Aspects of the present disclosure are described above with reference to flowchart illustrations and/or block diagrams of methods, apparatus (systems) and computer program products according to embodiments of the disclosure. It will be understood that each block of the flowchart illustrations and/or block diagrams, and combinations of blocks in the flowchart illustrations and/or block diagrams, can be implemented by computer program instructions. These computer program instructions may be provided to a processor of a general purpose computer, special purpose computer, or other programmable data processing apparatus to produce a machine, such that the instructions, which execute via the processor of the computer or other programmable data processing apparatus, create means for implementing the functions/acts specified in the flowchart and/or block diagram block or blocks.
These computer program instructions may also be stored in a computer readable medium that can direct a computer, other programmable data processing apparatus, or other devices to function in a particular manner, such that the instructions stored in the computer readable medium produce an article of manufacture including instructions which implement the function/act specified in the flowchart and/or block diagram block or blocks.
The computer program instructions may also be loaded onto a computer, other programmable data processing apparatus, or other devices to cause a series of operational steps to be performed on the computer, other programmable apparatus or other devices to produce a computer implemented process such that the instructions which execute on the computer or other programmable apparatus provide processes for implementing the functions/acts specified in the flowchart and/or block diagram block or blocks.

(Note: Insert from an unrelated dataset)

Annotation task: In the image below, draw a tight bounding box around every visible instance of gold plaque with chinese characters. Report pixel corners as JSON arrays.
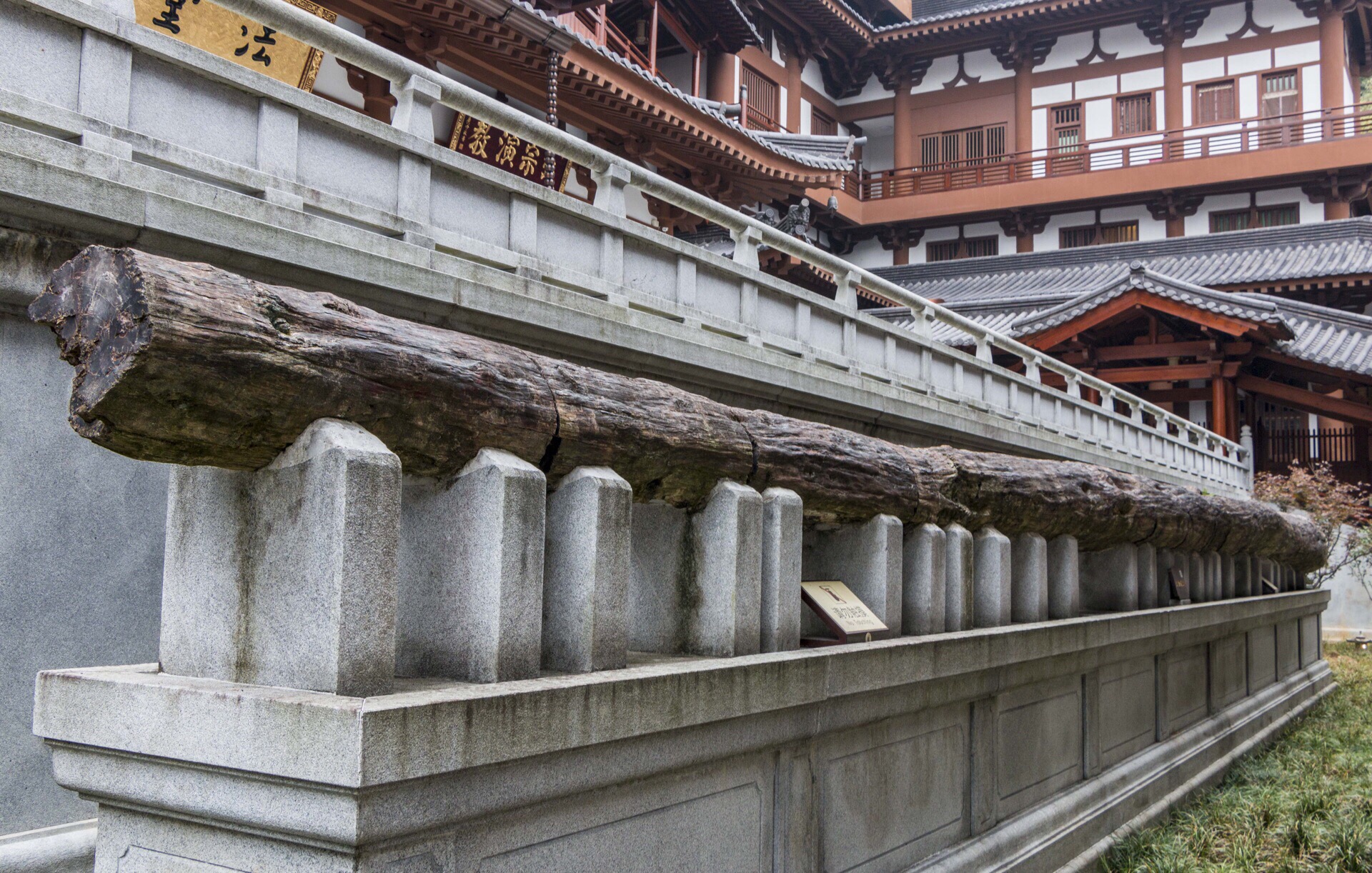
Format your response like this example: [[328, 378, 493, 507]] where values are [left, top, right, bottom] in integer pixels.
[[800, 582, 886, 637], [133, 0, 337, 91]]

The flowchart and block diagrams in the figures illustrate the architecture, functionality, and operation of possible implementations of systems, methods and computer program products according to various embodiments of the present disclosure. In this regard, each block in the flowchart or block diagrams may represent a module, segment, or portion of code, which comprises one or more executable instructions for implementing the specified logical function(s). It should also be noted that, in some alternative implementations, the functions noted in the block may occur out of the order noted in the figures. For example, two blocks shown in succession may, in fact, be executed substantially concurrently, or the blocks may sometimes be executed in the reverse order, depending upon the functionality involved. It will also be noted that each block of the block diagrams and/or flowchart illustration, and combinations of blocks in the block diagrams and/or flowchart illustration, can be implemented by special purpose hardware-based systems that perform the specified functions or acts, or combinations of special purpose hardware and computer instructions.